In an interview for Kiasma, Tammi tells how the work caused controversy after one of the robot portraits won the Taylor Wessing Portrait Prize, an award historically linked to a more traditional interpretation of portrait photography. This calls into question the expectation of photographic media as a representation of ‘truth’ and illuminates how viewers approach portrait photography.

Film and literature demonstrate a long-established fascination and fear of technology mimetic of humanness, fuelling creative imaginings of our human future with machines. To look solely at contemporary science-fiction media content such as Westworld, Ex Machina, Blade Runner, and Channel 4’s Humans, these all centre on the ethical implications of AI: the potential capacity for autonomous thought and, specifically, emotion.

At the core of Tammi’s work, and its receival, there seems to be conflict over how a humanoid robot should make us feel. Tammi states “the viewer projects everything onto the photograph, believing there is more inside…that the photograph can reveal the subject’s soul or spirit”. When expanded to how humans relate to their simulacrums in the real world, this asks the question of what rights  should be granted, or indeed what negative aspects of the human experience they may face such as racial and/or gender discrimination5.

The second work, Kati Roover’s documentary film essay Coexistence, 2018, employs footage filmed in the Amazon rainforest during a LABVERDE residency. We see slow shots of foliage, a myriad of greens, superimposed floating images, remnants of scientific expedition, instruments and unidentifiable glass objects. Roover’s voiceover tells us what she sees in the rainforest, what she feels, and what she has dreamed. Amongst the dense foliage, Roover exposes the scientific tags left by botanists, and the cut marks left by indigenous people. She interacts with plants which respond to touch, and explains her sense of the multitudinous layers to the forest, both cultural and biological. Roover deeply questions the inadequacies of language to describe a place with such powerful complexity “when I try to use language to describe this place is it like sleep walking”6, we hear her grappling with what she is experiencing and the limits of language to communicate it.

Roover’s film creates a slow, immersive narrative. The soundscape of the rainforest plays on softly under her words, as indefinable as the experience she describes.

With this film essay she tells a story of the forest as a complex and messy biome, both culturally and biologically, filled with multispecies entanglements “it is multiple, with many voices, eyes, roots, and stories”6. This narrative is confluent with Donna Haraway’s recent book Staying with the Trouble7, in which she describes our world as a tangled system of symbiosis.

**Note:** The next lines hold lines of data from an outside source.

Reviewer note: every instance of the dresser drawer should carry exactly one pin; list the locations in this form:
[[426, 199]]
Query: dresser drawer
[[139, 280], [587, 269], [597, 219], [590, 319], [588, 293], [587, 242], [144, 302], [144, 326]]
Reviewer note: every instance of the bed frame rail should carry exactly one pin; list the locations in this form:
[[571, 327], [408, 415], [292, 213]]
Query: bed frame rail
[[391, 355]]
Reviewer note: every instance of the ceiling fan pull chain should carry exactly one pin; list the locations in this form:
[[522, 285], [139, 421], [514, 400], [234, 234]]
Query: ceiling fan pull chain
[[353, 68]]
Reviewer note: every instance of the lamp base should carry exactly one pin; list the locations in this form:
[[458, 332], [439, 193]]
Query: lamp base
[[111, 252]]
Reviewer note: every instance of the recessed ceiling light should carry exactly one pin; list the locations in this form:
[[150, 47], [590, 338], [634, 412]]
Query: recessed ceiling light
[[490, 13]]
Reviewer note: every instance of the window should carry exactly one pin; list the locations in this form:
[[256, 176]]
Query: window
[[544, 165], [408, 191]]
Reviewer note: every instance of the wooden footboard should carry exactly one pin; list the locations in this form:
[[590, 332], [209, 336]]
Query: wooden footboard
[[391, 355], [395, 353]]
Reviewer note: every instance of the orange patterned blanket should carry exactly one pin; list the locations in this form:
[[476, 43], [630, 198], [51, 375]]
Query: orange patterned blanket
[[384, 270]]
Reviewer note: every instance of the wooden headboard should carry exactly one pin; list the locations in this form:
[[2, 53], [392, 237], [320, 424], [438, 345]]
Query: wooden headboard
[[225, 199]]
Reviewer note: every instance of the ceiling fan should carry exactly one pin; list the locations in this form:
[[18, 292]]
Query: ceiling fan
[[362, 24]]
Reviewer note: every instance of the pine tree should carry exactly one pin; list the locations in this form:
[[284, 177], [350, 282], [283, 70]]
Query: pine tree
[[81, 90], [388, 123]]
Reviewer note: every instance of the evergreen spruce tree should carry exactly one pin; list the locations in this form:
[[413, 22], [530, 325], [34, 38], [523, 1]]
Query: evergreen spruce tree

Kiasma’s show demonstrates the breadth of the debate relating to human/nonhuman relationships; from ‘speciesism’, climate change, and speculative realism to the politics of violence. This collection of works offers alternative worldviews to reimagine our place in the eco-system. The works shown collectively nudge humans off the pedestal of centrality and reject the notion of nonhumans as subordinate. This shift carries deep importance to interhuman as well and interspecies relationships: through this modality we reject the established patterns of othering and colonisation that run through the current political climate. The ‘nonhuman turn’ is a manifesto for embracing entanglements and connectedness, while calling for an end to bounded individualism.


  1. EPI. EPI report 2020. EPI (2020).
  2. Harman, G. Object-oriented ontology. in The Palgrave Handbook of Posthumanism in Film and Television (2016). doi:10.1057/9781137430328_40.
  3. Haraway, D. J., Wolfe, C. & Haraway, D. J. A Cyborg Manifesto. in Manifestly Haraway (2017). doi:10.5749/minnesota/9780816650477.003.0001.
  4. KUNZRU, H. You Are A Cyborg. WIRED (1997).
  5. Robertson, J. Gendering Humanoid Robots: Robo-Sexism in Japan. Body Soc. 16, 1–36 (2010).
  6. Roover, K. Coexistance. (LABVERDE, 2017).
  7. Haraway, D. J. Staying with the Trouble. Staying with the Trouble (2016). doi:10.1215/9780822373780.